One of the first customers of Capgemini’s Merlin data centre will be the UK government’s Environment Agency, which will reportedly occupy two of the 12 modules.
Energy efficiency management training
Meanwhile, IT consulting company Dimension 85 has announced a schedule of training courses covering data centre energy efficiency management for IT professionals involved in the management of energy resources.
The company claims that the training courses will provide an insight into the emerging concept of energy efficiency management within the data centre and discuss the considerations that need to be taken into account when implementing a business-led energy efficiency management initiative.
“The IT industry is being tasked to understand energy issues, reduce their costs and meet corporate governance commitments but there are few resources available for them to learn the skills necessary to achieve these objectives,” said Philip Vandenberg of Dimension 85.
“This is the first of a range of specifically developed courses aimed at empowering organisations to address the diverse issues surrounding energy efficiency, and our approach enables attendees to obtain real vendor-independent guidance on data centre infrastructure and energy efficiency.”
CRC and PUE
With the introduction of the government’s Carbon Reduction Commitment Energy Efficiency Scheme earlier this year, British organisations are increasingly looking for ways to improve their sustainability and using greener sources of energy to power their servers and help meet ambitious emissions targets.
In August it was reported that the first of two new data centres at Cobalt Park in Newcastle has been named as one of the greenest in the UK, after being awarded a BREEAM Excellent rating at the design stage. The facility, known as DC1, was assessed against a broad range of environmental impacts, including energy, pollution, land use and materials, achieving an overall score of 75.78 percent. The centre is also on track to achieve a PUE rating of less than 1.3, the company claimed.

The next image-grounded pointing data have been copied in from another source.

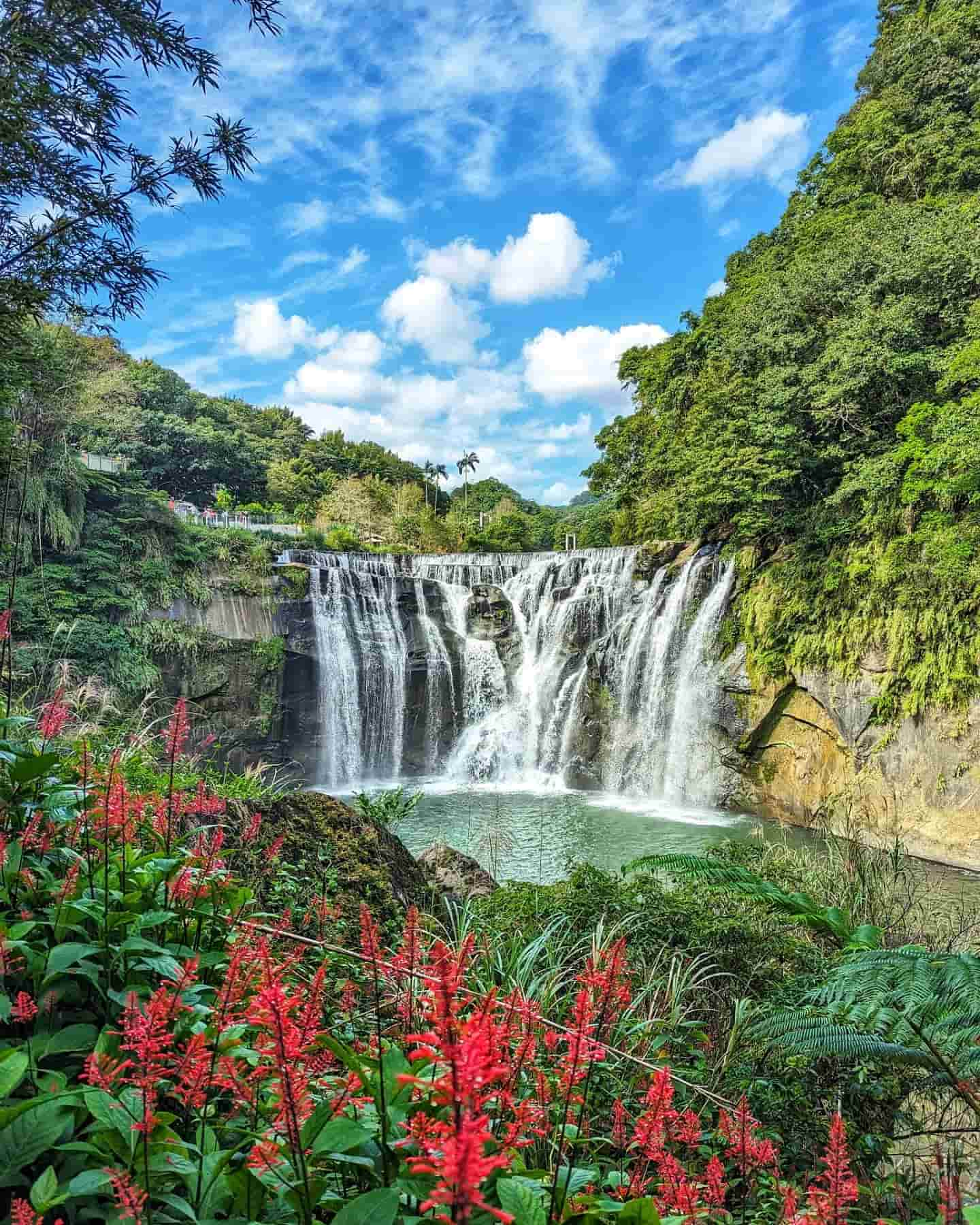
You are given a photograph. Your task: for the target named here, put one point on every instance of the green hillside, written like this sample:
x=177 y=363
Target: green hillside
x=823 y=414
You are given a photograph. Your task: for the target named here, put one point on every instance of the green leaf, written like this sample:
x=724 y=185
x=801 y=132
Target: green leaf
x=517 y=1198
x=88 y=1182
x=71 y=1038
x=179 y=1206
x=570 y=1182
x=14 y=1064
x=27 y=1136
x=63 y=956
x=32 y=767
x=378 y=1207
x=154 y=918
x=329 y=1134
x=640 y=1212
x=44 y=1191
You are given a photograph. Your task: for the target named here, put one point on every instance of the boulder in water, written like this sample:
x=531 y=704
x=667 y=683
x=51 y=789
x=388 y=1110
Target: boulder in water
x=489 y=612
x=326 y=847
x=455 y=875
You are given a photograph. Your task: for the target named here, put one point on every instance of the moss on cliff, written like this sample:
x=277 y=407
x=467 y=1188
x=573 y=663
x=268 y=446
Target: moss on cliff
x=329 y=849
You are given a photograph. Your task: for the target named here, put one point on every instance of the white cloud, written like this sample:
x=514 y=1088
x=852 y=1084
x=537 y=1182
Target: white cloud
x=352 y=261
x=549 y=260
x=459 y=263
x=581 y=364
x=427 y=312
x=847 y=44
x=771 y=146
x=560 y=494
x=263 y=331
x=304 y=218
x=386 y=208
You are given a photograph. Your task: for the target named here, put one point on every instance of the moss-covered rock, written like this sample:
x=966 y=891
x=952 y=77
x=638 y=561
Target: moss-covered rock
x=327 y=849
x=456 y=875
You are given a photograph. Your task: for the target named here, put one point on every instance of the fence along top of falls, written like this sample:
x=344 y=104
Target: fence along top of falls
x=564 y=668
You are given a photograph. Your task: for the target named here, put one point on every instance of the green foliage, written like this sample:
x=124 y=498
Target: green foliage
x=387 y=808
x=825 y=410
x=904 y=1006
x=712 y=872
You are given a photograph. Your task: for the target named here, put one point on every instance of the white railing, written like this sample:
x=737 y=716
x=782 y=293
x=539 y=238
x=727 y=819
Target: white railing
x=237 y=520
x=102 y=463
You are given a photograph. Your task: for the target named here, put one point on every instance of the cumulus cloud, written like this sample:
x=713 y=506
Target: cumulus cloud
x=425 y=312
x=771 y=146
x=581 y=363
x=304 y=218
x=263 y=331
x=549 y=260
x=847 y=44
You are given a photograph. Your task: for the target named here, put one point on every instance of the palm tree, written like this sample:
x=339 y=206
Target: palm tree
x=439 y=473
x=428 y=473
x=467 y=463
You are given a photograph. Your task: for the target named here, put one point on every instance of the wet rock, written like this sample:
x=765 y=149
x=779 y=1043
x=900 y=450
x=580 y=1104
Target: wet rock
x=489 y=614
x=455 y=875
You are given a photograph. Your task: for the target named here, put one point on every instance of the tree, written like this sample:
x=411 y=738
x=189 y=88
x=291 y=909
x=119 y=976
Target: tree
x=61 y=141
x=467 y=463
x=429 y=471
x=440 y=476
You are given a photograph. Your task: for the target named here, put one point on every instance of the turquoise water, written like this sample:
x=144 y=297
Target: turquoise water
x=534 y=833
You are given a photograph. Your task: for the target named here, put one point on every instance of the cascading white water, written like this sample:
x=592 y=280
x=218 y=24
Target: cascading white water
x=517 y=724
x=361 y=653
x=561 y=603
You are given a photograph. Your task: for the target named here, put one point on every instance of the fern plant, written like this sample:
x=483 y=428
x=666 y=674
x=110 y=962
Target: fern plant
x=904 y=1006
x=802 y=906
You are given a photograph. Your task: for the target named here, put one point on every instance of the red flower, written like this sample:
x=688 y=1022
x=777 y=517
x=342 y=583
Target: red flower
x=54 y=716
x=715 y=1183
x=130 y=1200
x=102 y=1071
x=687 y=1128
x=459 y=1164
x=744 y=1145
x=24 y=1010
x=21 y=1213
x=836 y=1188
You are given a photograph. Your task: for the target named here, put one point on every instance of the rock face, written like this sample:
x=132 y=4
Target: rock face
x=455 y=875
x=808 y=747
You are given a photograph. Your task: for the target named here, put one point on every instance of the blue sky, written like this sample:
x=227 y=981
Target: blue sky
x=463 y=212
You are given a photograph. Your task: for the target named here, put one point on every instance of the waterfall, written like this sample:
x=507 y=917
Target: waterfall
x=583 y=642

The PUE score of a data centre is the energy delivered to it, divided by the energy which actually reaches the server racks – a score of 1 would mean no energy is needed for cooling the servers. Invented by the sustainable computing group the Green Grid, it has been proposed as a standard for green data centres. However, the Green Grid has warned that PUE should not be used to compare one data centre with another, since other factors apply such as the local climate and the computing load.